İnsanların genelde boğazda yanma yapan zeytinyağını kötü olarak tanımladığına dikkati çeken Köseoğlu, bilinen aksine yanma ve acılığın kaliteli zeytinyağının olmazsa olmazı olduğuna işaret etti.  

Zeytinyağına antioksidan özelliğini veren fenolik bileşiklerin yağa acılık ve yakıcılık kazandırdığını dile getiren Köseoğlu, "Dilimizin üzerinde bakla şeklinde bir acılık, genizde yanma ve taze bir aroma hissettiğimiz yağ, kaliteli zeytinyağıdır. Acılık ve yakıcılık insanları rahatsız edebiliyor, bu tüketim alışkanlıklarına, yanlış yargılara bağlı olabiliyor. Genizdeki yanma ne kadar uzun sürerse zeytinyağı o kadar antioksidan içeriğe sahiptir." dedi.

 Rengin belirleyici bir unsur olmadığını, farklı bölgelerde üretilen yağların renginin değişebileceğini aktaran Köseoğlu, tadım panelleri sırasında yağın renginin görülmemesi için renkli kapların kullanıldığına dikkat çekti.

Zeytinyağının koyu renkli şişede saklanması ve güneşle temas ettirilmemesi gerektiğini kaydeden Köseoğlu, zeytinyağına farklı yağların karıştırılması olarak tanımlanan tağşişin ancak laboratuvar ortamında tespit edilebildiğini, bu nedenle güvenilir markaların tercih edilmesi gerektiğini sözlerine ekledi.

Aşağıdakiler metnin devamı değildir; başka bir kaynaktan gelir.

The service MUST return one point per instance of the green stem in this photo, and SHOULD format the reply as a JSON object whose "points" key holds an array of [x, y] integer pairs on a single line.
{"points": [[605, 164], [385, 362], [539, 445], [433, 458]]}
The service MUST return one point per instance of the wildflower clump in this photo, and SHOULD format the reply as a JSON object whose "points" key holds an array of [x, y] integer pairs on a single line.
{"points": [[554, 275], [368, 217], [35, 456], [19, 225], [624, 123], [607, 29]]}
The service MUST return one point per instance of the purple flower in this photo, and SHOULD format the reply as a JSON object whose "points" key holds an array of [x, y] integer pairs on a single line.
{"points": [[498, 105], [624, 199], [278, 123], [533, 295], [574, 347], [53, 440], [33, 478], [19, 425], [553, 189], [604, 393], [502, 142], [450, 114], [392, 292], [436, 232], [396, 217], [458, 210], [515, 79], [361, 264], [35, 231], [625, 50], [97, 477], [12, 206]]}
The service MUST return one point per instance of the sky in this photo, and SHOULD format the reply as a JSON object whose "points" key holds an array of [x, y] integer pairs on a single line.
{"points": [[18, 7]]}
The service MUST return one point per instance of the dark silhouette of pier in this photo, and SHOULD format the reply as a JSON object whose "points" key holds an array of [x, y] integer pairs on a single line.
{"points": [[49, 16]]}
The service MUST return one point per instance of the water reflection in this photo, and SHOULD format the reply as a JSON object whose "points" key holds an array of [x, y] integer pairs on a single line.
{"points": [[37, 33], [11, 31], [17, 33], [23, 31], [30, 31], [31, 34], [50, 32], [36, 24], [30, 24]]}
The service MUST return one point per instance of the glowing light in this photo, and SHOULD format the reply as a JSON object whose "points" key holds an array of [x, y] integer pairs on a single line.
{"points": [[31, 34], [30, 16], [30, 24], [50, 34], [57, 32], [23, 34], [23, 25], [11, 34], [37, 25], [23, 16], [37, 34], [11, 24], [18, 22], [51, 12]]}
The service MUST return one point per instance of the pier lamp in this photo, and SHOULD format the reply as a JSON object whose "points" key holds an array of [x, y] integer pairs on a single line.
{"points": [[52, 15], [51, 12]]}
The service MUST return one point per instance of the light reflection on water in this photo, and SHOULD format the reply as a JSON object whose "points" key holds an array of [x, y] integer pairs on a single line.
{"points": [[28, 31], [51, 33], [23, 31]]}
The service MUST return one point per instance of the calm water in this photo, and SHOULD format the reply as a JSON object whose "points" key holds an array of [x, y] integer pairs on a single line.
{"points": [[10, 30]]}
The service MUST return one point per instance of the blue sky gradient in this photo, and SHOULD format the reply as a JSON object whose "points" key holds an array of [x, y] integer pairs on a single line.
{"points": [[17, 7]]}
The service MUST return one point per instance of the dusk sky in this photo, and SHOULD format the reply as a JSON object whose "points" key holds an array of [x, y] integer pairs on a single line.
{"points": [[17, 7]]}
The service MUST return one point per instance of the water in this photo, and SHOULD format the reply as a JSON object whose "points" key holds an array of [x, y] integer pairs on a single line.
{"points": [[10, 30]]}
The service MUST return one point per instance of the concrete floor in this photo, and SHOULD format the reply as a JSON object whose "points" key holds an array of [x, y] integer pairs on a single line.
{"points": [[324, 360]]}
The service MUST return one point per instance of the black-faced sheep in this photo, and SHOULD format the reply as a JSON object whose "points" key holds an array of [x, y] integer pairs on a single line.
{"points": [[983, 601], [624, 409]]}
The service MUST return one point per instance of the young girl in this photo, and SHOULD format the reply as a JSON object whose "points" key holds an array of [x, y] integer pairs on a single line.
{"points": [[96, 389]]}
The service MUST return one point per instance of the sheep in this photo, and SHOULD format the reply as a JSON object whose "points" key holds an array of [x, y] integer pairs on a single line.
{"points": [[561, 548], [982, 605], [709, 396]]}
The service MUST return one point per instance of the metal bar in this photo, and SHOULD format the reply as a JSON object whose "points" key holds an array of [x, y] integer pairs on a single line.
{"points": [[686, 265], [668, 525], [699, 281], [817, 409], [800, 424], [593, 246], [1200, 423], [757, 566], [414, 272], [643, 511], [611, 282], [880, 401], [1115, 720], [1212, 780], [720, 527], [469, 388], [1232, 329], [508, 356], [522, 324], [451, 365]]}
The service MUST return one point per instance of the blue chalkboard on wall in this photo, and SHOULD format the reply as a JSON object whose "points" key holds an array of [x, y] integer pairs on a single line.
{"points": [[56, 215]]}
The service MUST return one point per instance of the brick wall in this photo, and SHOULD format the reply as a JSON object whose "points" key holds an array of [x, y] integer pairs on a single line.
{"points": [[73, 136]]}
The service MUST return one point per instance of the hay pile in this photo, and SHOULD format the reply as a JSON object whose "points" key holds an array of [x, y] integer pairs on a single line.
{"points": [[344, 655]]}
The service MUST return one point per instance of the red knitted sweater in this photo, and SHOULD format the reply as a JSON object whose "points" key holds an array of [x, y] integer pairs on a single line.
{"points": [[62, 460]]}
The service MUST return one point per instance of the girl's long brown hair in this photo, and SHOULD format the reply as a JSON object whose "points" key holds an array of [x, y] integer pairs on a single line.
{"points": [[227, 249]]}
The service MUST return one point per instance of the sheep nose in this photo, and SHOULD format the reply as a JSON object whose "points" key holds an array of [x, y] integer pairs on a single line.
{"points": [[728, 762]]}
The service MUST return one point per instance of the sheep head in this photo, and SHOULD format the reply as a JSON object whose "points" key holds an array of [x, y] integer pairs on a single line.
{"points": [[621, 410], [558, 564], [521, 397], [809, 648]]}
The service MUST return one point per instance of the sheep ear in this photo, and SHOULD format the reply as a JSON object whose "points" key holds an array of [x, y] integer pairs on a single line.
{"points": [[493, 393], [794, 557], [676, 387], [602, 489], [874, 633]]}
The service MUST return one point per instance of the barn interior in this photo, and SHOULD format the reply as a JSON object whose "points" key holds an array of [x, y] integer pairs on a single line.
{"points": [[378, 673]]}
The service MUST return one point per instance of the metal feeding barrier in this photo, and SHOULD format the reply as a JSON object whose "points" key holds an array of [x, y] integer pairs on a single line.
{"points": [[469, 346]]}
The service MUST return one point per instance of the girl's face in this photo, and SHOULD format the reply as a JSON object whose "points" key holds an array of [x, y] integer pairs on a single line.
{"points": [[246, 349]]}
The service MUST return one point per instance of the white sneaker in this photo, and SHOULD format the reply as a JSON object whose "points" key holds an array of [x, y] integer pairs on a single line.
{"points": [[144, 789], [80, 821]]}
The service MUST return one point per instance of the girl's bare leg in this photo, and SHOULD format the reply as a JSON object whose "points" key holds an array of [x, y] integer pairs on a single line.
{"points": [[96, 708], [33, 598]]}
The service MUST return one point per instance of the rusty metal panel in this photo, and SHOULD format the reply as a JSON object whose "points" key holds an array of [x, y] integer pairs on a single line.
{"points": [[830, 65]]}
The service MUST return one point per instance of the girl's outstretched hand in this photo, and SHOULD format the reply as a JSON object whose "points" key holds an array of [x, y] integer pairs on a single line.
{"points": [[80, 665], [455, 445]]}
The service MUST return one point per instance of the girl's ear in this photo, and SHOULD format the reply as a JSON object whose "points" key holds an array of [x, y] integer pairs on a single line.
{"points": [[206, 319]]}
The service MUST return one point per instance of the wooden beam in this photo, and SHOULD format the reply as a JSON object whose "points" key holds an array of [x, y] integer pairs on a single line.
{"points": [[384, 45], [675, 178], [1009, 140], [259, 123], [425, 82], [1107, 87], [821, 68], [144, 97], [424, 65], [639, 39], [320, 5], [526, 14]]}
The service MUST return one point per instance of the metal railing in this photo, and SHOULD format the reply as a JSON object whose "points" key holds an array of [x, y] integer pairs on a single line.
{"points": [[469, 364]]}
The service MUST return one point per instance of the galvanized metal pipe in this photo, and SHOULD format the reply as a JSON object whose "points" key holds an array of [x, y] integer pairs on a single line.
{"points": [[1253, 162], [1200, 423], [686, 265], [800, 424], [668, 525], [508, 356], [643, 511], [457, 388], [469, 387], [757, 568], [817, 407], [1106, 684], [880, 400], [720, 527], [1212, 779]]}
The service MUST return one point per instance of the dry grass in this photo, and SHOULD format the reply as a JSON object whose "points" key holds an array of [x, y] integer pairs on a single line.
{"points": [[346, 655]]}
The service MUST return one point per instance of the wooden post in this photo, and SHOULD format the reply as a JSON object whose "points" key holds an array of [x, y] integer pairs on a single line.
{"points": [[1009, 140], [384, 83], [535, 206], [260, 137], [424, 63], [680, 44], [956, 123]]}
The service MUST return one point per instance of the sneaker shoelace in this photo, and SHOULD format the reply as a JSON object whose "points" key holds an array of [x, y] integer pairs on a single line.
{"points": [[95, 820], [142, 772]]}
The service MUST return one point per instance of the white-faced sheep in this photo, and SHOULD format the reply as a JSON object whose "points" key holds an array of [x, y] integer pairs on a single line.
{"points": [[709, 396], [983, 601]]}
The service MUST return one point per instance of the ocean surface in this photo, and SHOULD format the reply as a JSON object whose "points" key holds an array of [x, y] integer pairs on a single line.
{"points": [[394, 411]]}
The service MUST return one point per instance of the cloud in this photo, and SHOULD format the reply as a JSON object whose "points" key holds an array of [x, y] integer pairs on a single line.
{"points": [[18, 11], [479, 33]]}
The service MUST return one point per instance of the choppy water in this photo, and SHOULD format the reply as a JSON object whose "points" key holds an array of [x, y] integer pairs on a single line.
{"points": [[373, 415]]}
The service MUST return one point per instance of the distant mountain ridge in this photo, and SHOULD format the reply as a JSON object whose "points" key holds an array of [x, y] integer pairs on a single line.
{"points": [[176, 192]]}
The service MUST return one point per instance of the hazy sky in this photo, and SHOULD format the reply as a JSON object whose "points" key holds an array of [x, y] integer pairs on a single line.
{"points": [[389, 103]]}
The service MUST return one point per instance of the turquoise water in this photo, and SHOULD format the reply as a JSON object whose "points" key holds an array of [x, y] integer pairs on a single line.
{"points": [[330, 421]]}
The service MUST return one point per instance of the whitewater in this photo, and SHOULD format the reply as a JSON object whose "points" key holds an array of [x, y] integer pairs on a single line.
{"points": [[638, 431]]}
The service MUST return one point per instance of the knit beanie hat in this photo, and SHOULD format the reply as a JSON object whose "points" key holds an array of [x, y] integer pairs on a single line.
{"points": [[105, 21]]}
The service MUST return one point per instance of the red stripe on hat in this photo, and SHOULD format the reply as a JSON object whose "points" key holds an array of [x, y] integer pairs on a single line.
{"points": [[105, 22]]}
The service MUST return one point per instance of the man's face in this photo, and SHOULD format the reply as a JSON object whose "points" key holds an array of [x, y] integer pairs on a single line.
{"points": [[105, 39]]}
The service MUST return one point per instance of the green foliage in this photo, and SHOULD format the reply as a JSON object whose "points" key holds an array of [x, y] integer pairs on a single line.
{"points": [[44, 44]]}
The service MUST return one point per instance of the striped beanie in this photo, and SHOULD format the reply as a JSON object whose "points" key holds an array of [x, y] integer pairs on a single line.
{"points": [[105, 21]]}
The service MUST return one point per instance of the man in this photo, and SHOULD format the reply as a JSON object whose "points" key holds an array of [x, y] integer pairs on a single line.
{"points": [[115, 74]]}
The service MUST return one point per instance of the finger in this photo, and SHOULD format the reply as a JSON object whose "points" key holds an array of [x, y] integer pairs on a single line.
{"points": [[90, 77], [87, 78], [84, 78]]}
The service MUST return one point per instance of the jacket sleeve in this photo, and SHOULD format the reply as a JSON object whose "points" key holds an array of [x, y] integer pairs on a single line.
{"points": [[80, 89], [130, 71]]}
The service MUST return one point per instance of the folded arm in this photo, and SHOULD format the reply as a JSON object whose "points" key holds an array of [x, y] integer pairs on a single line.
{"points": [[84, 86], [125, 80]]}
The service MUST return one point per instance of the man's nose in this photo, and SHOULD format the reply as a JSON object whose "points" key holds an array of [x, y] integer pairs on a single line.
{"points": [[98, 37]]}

"Tadım testi yapılan zeytinyağı daha kolay pazarlanır"

Zeytincilik Araştırma Enstitüsü Müdürü Ünal Kaya ise Ulusal Zeytin ve Zeytinyağı Konseyi ve Türk Akreditasyon Kurumu tarafından akredite edilen Duyusal Analiz Laboratuvarının ülke genelinde zeytinyağının en önemli test merkezlerinden biri olduğuna işaret etti.

Laboratuvarda analiz edilen ürünlerin rahatlıkla pazarlanabilmesi nedeniyle firmaların yoğun test talepleriyle karşılaştıklarını aktaran Kaya, enstitünün tüketiciyi de bilinçlendirmek üzere tadım kursları düzenlediğine dikkat çekti.